Kremlin leaders regularly say they want to increase tourism in order to diversify a Russian economy that is overly dependent on oil and gas. Tourism is labor intensive, geographically dispersed, and carries the potential to promote trade and investment.
That may sound like a good plan, but Russia’s bureaucracy doesn’t always cooperate.
As an accredited foreign correspondent, I was told that my three sons could come and go as they pleased. In reality, that meant paying $140 for each son’s single entry, eight-day work visa. The fact that my sons are college students and had no intention of working during their week in Moscow was ignored.
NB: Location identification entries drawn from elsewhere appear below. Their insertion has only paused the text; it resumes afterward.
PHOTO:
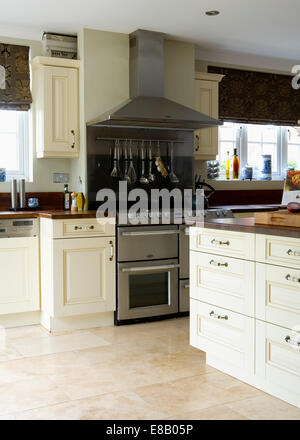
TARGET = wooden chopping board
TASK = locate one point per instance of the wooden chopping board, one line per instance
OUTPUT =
(278, 218)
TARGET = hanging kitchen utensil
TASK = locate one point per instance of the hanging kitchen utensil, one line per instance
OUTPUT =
(126, 166)
(115, 173)
(131, 171)
(151, 176)
(143, 178)
(172, 175)
(159, 163)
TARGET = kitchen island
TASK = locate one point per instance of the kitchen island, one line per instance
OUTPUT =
(245, 302)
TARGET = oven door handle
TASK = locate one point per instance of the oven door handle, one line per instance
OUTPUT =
(164, 232)
(150, 268)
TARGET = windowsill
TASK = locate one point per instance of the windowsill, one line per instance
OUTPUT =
(246, 184)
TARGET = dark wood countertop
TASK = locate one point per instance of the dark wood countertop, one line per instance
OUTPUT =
(247, 225)
(249, 208)
(52, 214)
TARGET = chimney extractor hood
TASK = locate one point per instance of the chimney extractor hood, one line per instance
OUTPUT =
(147, 106)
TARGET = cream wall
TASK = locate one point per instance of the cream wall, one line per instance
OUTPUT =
(41, 169)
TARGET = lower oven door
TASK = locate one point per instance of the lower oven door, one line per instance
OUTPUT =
(147, 289)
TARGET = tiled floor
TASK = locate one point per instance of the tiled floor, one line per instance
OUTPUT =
(145, 371)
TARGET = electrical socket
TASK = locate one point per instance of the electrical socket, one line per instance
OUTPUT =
(61, 177)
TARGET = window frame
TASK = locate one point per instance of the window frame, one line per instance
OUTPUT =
(242, 150)
(23, 147)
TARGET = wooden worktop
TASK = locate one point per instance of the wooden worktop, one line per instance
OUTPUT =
(53, 214)
(247, 225)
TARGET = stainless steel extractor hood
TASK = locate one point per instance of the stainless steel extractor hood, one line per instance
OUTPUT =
(147, 106)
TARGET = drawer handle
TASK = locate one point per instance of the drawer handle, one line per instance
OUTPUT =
(215, 315)
(216, 263)
(294, 253)
(289, 340)
(214, 241)
(111, 251)
(294, 279)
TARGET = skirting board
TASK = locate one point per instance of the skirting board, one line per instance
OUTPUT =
(56, 325)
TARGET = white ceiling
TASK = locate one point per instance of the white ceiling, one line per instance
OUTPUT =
(261, 27)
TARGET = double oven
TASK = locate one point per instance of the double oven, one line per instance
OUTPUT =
(147, 272)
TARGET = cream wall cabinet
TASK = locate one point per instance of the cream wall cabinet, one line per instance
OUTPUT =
(207, 102)
(245, 307)
(56, 98)
(19, 275)
(77, 274)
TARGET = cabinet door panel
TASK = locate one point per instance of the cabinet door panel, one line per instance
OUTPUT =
(19, 275)
(61, 110)
(278, 361)
(230, 286)
(278, 295)
(84, 273)
(229, 339)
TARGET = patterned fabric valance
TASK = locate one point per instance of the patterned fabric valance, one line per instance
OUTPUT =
(257, 97)
(14, 77)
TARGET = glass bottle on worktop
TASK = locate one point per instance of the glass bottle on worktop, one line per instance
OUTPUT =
(67, 198)
(235, 165)
(228, 165)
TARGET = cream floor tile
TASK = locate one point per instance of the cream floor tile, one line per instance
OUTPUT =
(114, 406)
(183, 395)
(54, 344)
(219, 412)
(265, 407)
(28, 394)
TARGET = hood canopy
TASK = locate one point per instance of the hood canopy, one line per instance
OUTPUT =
(147, 106)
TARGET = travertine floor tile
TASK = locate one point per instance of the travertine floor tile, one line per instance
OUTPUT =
(115, 406)
(28, 346)
(265, 407)
(28, 394)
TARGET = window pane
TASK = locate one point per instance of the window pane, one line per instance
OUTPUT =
(8, 121)
(294, 156)
(271, 149)
(9, 151)
(254, 155)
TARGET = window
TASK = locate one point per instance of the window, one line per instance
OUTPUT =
(14, 154)
(251, 141)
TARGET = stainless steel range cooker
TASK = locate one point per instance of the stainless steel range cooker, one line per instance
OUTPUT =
(153, 269)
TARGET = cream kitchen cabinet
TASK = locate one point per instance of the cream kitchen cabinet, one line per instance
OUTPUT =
(19, 275)
(56, 107)
(245, 307)
(207, 102)
(78, 271)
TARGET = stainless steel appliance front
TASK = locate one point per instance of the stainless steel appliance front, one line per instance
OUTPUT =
(147, 289)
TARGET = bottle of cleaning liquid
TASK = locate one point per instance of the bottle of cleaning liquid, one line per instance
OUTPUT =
(228, 165)
(235, 164)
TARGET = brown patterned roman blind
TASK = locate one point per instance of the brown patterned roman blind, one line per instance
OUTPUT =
(14, 77)
(257, 97)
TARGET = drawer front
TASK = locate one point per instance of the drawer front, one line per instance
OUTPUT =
(223, 281)
(82, 228)
(232, 244)
(278, 360)
(184, 296)
(278, 295)
(223, 334)
(278, 250)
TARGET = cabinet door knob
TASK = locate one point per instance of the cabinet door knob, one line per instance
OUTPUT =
(216, 316)
(111, 251)
(214, 241)
(73, 133)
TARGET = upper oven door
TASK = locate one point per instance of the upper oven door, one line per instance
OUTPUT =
(147, 242)
(147, 289)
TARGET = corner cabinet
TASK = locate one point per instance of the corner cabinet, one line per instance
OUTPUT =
(56, 107)
(77, 269)
(207, 102)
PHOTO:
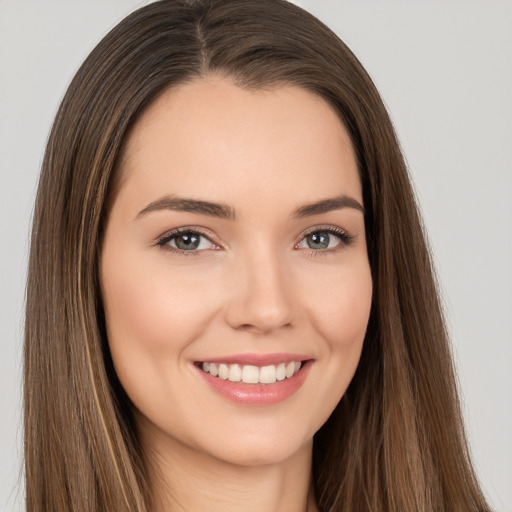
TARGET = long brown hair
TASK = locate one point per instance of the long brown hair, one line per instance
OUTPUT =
(395, 441)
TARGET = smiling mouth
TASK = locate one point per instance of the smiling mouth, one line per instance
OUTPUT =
(250, 374)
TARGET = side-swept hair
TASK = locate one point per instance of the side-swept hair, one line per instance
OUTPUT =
(395, 442)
Then there was the visa form with questions that seem designed give visitors second thoughts about visiting Russia.
Question 30: “Do you have any specialized skills, training or experience related to firearms and explosives or to nuclear matters, biological or chemical substance? If yes, please specify.”
Forms filled out, money orders purchased, the boys — James, 20, William, 18, and Alexander, 18 — encountered a new obstacle at the Russian Consulate in New York.
Alexander said on a phone call: “To get the Russian visa, they say we have to get AIDS tests.”
I checked around. Mike, an American executive here who shares my stinginess, had a suggestion: “No sweat, just send them uptown to get a free AIDS test. Just don’t tell them it’s for a visa or they won’t do it.”
Three AIDS tests at a Harlem clinic later, $420 paid to the Russian consulate, and the boys were winging their way toward Moscow.
Once here, they briefly joined a community of about 5,000 Americans registered with the American embassy as living in Russia.
On the flip side of the coin, there are an estimated 5-million Russian speakers now living in the United States.
Echoes of this 1,000 to one ratio can be seen in Europe.
Eager for tourism, France last year gave visas to about 300,000 Russians and Spain gave visas to 445,000. Finland stamped a record 1-million visas for Russians. To pep up the economy of Northern Norway, Oslo has started a visa-free regime for residents of neighboring Russian regions. Last year, 140,000 Russians crossed the border. During Russia’s recently completed 10-day New Year holiday, 25,000 Russians swarmed into Arctic Norway and Finland.
But while the Finnish and Spanish consular officials stamp Russian passports like whirling dervishes, tourist traffic going the other way is barely a trickle. Carlos, a Spanish television correspondent here, says the Russian visa process in Madrid takes three weeks and 200 Euros. He guesses that at best 20,000 Spaniards visited Russia last year.
Once here, there is a lot to see and do. My sons skated on Red Square, sat in the captain’s chair of a submarine moored in the Moscow River, walked through the snow covered grounds of the Tsaritsyno estate, visited the modern art exhibitions at Garazh, and watched men with chainsaws shape sculptures from ice.
It was fun. But given the inertia of Russian bureaucracy, I’m not holding my breath for the visa process here to get any easier.
For the next family reunion, we can meet in Helsinki or Kiev, which also have direct flights from New York. American tourists don’t need visas for Ukraine or Finland. For that matter, American tourists don’t need visas for most of Russia’s neighbors, including Japan, Mongolia, Georgia, Poland, Lithuania, Latvia, Estonia, and Norway. Instead of spending $420 on Russian visas, I’ll put that money into hotels, restaurants and museums somewhere else. That way, Moscow’s bureaucratic inertia can help diversify another country’s economy.